Abstract

Comparative Risk of Serious Infections With Biologic and/or Immunosuppressive Therapy in Patients with Inflammatory Bowel Diseases: a Systematic Review and Meta-analysis

Singh S1, Facciorusso A2, Dulai PS3, Jairath V4, Sandborn WJ3. Clin Gastroenterol Hepatol. 2019 Mar 12. pii: S1542-3565(19)30255-1. doi: 10.1016/j.cgh.2019.02.044. [Epub ahead of print]

 
     

Author information

Division of Gastroenterology, University of California San Diego, La Jolla, California; Division of Biomedical Informatics, Department of Medicine, University of California San Diego, La Jolla, California. Electronic address: sis040@ucsd.edu.

Gastroenterology Unit, Department of Medical Sciences, University of Foggia, Foggia, Italy.

Division of Gastroenterology, University of California San Diego, La Jolla, California.

Division of Gastroenterology, Department of Medicine, University Hospital, Ontario, Canada; Division of Epidemiology and Biostatistics, Western University, London, Ontario, Canada.

Abstract

BACKGROUND & AIMS: We performed a systematic review and meta-analysis to evaluate the comparative risk of serious infections with tumor necrosis factor (TNF) antagonists, non-TNF targeted biologics, tofacitinib, and immunosuppressive agents in patients with inflammatory bowel diseases (IBD).

METHODS: In a systematic search of publications, through March 18, 2018, we identified 15 observational studies (>500 person-years) of patients with IBD treated with TNF antagonists, non-TNF targeted biologics, tofacitinib, and/or immunosuppressive agents (thiopurines, methotrexate) that reported risk of serious infections. Only studies with active comparators were included, to allow appropriate comparative synthesis. We performed random effects meta-analysis and estimated relative risk (RR) and 95% CIs.

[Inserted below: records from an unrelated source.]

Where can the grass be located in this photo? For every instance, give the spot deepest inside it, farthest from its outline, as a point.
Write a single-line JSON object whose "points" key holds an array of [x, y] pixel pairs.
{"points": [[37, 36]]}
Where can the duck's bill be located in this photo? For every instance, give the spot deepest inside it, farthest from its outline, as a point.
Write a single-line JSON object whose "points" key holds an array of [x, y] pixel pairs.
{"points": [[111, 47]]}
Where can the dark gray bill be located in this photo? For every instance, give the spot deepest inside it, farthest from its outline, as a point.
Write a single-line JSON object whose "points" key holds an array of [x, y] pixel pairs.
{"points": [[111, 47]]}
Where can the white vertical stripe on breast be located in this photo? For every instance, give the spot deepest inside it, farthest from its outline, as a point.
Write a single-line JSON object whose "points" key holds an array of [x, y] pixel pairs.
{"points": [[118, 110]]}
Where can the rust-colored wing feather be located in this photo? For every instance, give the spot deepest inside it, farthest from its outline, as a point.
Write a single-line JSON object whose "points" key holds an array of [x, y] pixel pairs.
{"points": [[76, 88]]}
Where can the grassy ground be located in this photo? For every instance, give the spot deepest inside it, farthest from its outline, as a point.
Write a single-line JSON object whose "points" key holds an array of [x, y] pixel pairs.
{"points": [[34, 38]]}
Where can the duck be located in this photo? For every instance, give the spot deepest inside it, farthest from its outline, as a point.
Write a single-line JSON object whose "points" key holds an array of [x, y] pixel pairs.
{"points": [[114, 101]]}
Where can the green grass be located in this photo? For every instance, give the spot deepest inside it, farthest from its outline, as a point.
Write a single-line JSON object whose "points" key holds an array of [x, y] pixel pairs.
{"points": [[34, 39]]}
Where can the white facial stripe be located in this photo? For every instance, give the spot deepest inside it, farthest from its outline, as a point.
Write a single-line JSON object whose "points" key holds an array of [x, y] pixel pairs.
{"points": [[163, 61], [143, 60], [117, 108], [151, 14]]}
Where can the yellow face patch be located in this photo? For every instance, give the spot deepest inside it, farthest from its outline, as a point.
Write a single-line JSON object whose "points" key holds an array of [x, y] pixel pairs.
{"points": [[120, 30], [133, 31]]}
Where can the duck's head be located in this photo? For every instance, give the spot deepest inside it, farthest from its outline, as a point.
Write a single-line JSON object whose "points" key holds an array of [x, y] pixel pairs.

RESULTS: Compared to anti-TNF monotherapy, risk of serious infection increased with the combination of anti-TNF and an immunosuppressive agent (in 6 cohorts; RR, 1.19; 95% CI, 1.03-1.37), with anti-TNF and a corticosteroid (in 4 cohorts; RR, 1.64; 95% CI, 1.33-2.03), or with all 3 drugs (in 2 cohorts; RR, 1.35; 95% CI, 1.04-1.77); there was minimal heterogeneity among studies. In contrast, monotherapy with an immunosuppressive agent was associated with a lower risk of serious infections than monotherapy with a TNF antagonist (7 cohorts; RR, 0.61; 95% CI 0.44-0.84]) or a TNF antagonist with an immunosuppressive agent (2 cohorts; RR, 0.56; 95% CI, 0.39-0.81). Infliximab-based therapy was associated with lower risk of serious infections compared to adalimumab-based therapy in patients with ulcerative colitis (4 cohorts; RR, 0.57; 95% CI, 0.33-0.97), but not Crohn's disease (4 cohorts; RR, 0.91; 95% CI, 0.49-1.70). Few data were available on the comparative safety of biologic agents that do not inhibit TNF and tofacitinib.

CONCLUSIONS: Combination therapies for IBD that include TNF antagonists, especially with corticosteroids, are associated with higher risk of serious infection, whereas monotherapy with an immunosuppressive agent is associated with lower risk, compared to monotherapy with a TNF antagonist. Studies are needed to evaluate the comparative safety of non-TNF targeted biologics and small molecules for treatment of IBD.